Update Eigen to version 3.2.1

Main purpose of this is to have SparseLU solver which we can use now as a replacement to opennl library.
author: Sergey Sharybin <sergey.vfx@gmail.com> 2014-03-21 14:04:53 +0400
committer: Sergey Sharybin <sergey.vfx@gmail.com> 2014-03-21 14:04:53 +0400
commit: 3411146984316c97f56543333a46f47aeb7f9d35 (patch)
tree: 5de608a3c18ff2a5459fd2191609dd882ad86213 /extern/Eigen3/Eigen/src/Core/products/GeneralMatrixVector.h
parent: 1781928f9d720fa1dc4811afb69935b35aa89878 (diff)

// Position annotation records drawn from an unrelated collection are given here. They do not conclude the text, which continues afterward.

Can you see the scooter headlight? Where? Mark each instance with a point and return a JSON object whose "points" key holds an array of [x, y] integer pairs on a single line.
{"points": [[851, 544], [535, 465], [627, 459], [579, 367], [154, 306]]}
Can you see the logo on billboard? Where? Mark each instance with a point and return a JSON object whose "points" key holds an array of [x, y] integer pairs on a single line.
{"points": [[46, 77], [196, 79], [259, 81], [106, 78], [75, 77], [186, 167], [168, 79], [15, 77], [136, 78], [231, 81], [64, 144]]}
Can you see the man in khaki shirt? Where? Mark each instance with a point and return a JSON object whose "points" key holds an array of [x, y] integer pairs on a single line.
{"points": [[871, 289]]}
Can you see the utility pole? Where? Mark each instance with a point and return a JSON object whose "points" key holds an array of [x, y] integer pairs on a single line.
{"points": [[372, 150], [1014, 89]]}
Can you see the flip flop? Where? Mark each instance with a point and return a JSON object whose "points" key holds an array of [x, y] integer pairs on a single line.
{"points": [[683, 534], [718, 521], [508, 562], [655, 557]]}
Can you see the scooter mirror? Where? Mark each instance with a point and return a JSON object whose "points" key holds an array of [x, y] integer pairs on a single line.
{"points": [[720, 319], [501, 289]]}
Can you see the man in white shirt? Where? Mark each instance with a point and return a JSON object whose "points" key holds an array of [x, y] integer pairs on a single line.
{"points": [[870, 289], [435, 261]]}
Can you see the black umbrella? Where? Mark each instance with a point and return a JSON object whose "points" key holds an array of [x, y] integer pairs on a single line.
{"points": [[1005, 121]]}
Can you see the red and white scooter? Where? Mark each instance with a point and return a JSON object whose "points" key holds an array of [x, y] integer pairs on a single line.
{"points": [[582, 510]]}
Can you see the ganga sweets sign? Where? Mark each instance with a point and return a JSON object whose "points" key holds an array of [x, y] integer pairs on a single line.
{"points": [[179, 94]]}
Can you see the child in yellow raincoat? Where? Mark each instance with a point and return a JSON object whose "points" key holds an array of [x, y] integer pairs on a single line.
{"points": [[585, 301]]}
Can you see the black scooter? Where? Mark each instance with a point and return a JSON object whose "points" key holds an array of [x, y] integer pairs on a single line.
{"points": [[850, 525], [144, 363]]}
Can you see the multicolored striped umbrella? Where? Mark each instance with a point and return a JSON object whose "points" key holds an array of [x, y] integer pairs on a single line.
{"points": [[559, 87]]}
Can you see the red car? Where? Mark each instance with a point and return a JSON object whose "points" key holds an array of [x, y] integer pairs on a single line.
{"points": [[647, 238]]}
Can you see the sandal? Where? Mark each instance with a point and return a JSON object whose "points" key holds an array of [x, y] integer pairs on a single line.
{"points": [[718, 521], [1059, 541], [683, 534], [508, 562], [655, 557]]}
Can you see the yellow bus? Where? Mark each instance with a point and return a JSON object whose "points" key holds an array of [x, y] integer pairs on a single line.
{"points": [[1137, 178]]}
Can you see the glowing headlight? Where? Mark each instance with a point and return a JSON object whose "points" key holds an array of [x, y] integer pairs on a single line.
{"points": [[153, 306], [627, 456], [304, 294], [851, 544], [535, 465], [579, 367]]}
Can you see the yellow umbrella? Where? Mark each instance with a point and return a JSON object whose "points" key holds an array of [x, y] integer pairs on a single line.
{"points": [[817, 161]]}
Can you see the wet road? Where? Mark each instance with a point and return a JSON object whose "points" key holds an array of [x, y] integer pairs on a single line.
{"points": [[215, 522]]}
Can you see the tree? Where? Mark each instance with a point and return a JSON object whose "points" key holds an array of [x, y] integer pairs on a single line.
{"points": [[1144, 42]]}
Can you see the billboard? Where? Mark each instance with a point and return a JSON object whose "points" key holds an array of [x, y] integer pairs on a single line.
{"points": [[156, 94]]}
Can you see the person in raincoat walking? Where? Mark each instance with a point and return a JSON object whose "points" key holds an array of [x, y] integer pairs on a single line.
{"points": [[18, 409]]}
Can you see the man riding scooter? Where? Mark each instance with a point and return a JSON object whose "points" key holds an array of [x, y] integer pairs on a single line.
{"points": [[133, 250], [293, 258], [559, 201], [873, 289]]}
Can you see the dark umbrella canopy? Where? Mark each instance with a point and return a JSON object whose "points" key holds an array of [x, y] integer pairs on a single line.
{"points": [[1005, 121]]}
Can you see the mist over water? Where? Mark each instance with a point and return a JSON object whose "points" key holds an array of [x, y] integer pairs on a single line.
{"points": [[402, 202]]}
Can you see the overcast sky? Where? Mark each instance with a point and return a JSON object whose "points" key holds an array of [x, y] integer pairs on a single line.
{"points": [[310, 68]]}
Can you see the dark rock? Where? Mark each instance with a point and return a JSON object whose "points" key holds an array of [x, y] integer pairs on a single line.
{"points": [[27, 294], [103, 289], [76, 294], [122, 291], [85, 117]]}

1 files changed, 36 insertions, 18 deletions
diff --git a/extern/Eigen3/Eigen/src/Core/products/GeneralMatrixVector.h b/extern/Eigen3/Eigen/src/Core/products/GeneralMatrixVector.h
index ba1f73957db..09387703efa 100644
--- a/extern/Eigen3/Eigen/src/Core/products/GeneralMatrixVector.h
+++ b/extern/Eigen3/Eigen/src/Core/products/GeneralMatrixVector.h
@@ -52,12 +52,17 @@ EIGEN_DONT_INLINE static void run(
   Index rows, Index cols,
   const LhsScalar* lhs, Index lhsStride,
   const RhsScalar* rhs, Index rhsIncr,
-  ResScalar* res, Index
-  #ifdef EIGEN_INTERNAL_DEBUGGING
-    resIncr
-  #endif
-  , RhsScalar alpha)
+  ResScalar* res, Index resIncr, RhsScalar alpha);
+};
+
+template<typename Index, typename LhsScalar, bool ConjugateLhs, typename RhsScalar, bool ConjugateRhs, int Version>
+EIGEN_DONT_INLINE void general_matrix_vector_product<Index,LhsScalar,ColMajor,ConjugateLhs,RhsScalar,ConjugateRhs,Version>::run(
+  Index rows, Index cols,
+  const LhsScalar* lhs, Index lhsStride,
+  const RhsScalar* rhs, Index rhsIncr,
+  ResScalar* res, Index resIncr, RhsScalar alpha)
 {
+  EIGEN_UNUSED_VARIABLE(resIncr)
   eigen_internal_assert(resIncr==1);
   #ifdef _EIGEN_ACCUMULATE_PACKETS
   #error _EIGEN_ACCUMULATE_PACKETS has already been defined
@@ -74,21 +79,21 @@ EIGEN_DONT_INLINE static void run(
   conj_helper<LhsScalar,RhsScalar,ConjugateLhs,ConjugateRhs> cj;
   conj_helper<LhsPacket,RhsPacket,ConjugateLhs,ConjugateRhs> pcj;
   if(ConjugateRhs)
-    alpha = conj(alpha);
+    alpha = numext::conj(alpha);
 
   enum { AllAligned = 0, EvenAligned, FirstAligned, NoneAligned };
   const Index columnsAtOnce = 4;
   const Index peels = 2;
   const Index LhsPacketAlignedMask = LhsPacketSize-1;
   const Index ResPacketAlignedMask = ResPacketSize-1;
-  const Index PeelAlignedMask = ResPacketSize*peels-1;
+//  const Index PeelAlignedMask = ResPacketSize*peels-1;
   const Index size = rows;
   
   // How many coeffs of the result do we have to skip to be aligned.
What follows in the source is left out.